~17~

170 51 2
                                    

17. BÖLÜM

Boğazımı yakan, nefes almamı engelleyen uyanmalardan birini yaşamamıştım. Evet, Adam rüyamı ele geçirmiş ve rüyamda beni öpmüştü. Ve ben de ona karşılık vermiştim ama uyandığımda ona dair hiçbir şey hissetmemiştim. Ki bu da çok can sıkıcıydı.

Şu an okula giderken bile buna bu kadar takılmış olmam belki de normal değildi ama laneti yüzünden ona sahip olamamak... Saçmaydı. Adil değildi.

"Stella?"

"Hı?"

"Yine ne düşünüyorsun da beni dinlemiyorsun?"

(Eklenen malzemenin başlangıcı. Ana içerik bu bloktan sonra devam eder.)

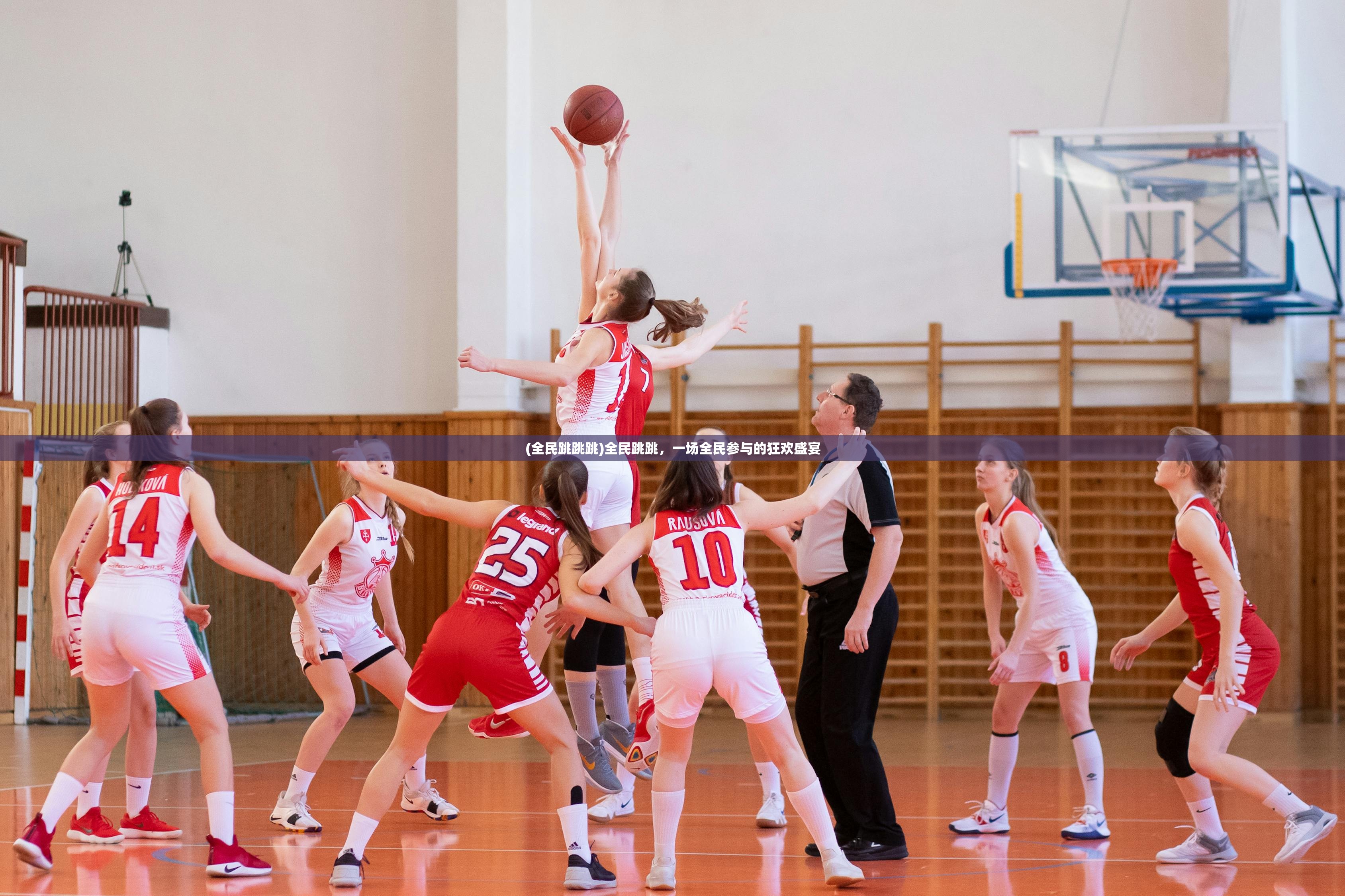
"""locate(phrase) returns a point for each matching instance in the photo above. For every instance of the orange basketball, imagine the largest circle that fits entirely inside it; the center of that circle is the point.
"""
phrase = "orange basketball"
(593, 115)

Yan koltukta oturan en iyi arkadaşıma baktım ve ona yalan söylemekle söylememek arasında gidip geldim. Eğer ona tüm bu doğaüstü yaratıklardan -ve benim de onlardan biri olduğumdan- bahsedersem arabayı okul yerine bir akıl hastanesine sürerdi. Bu yüzden ona gerçeğin kırpılmış halini söylemeyi tercih ettim.

"Adam."

"Ah, o sersem!"

Bir anda içim Adam'ı koruma güdüsüyle dolmuştu ama yapmadım. Sessizce başımı öne eğip onayladım. Gaby arabayı okulun park yerinde durdurunca ceketlerimize iyice sarınarak okula yürümeye başladık. Kış iyice yüzünü göstermeye başlamıştı. 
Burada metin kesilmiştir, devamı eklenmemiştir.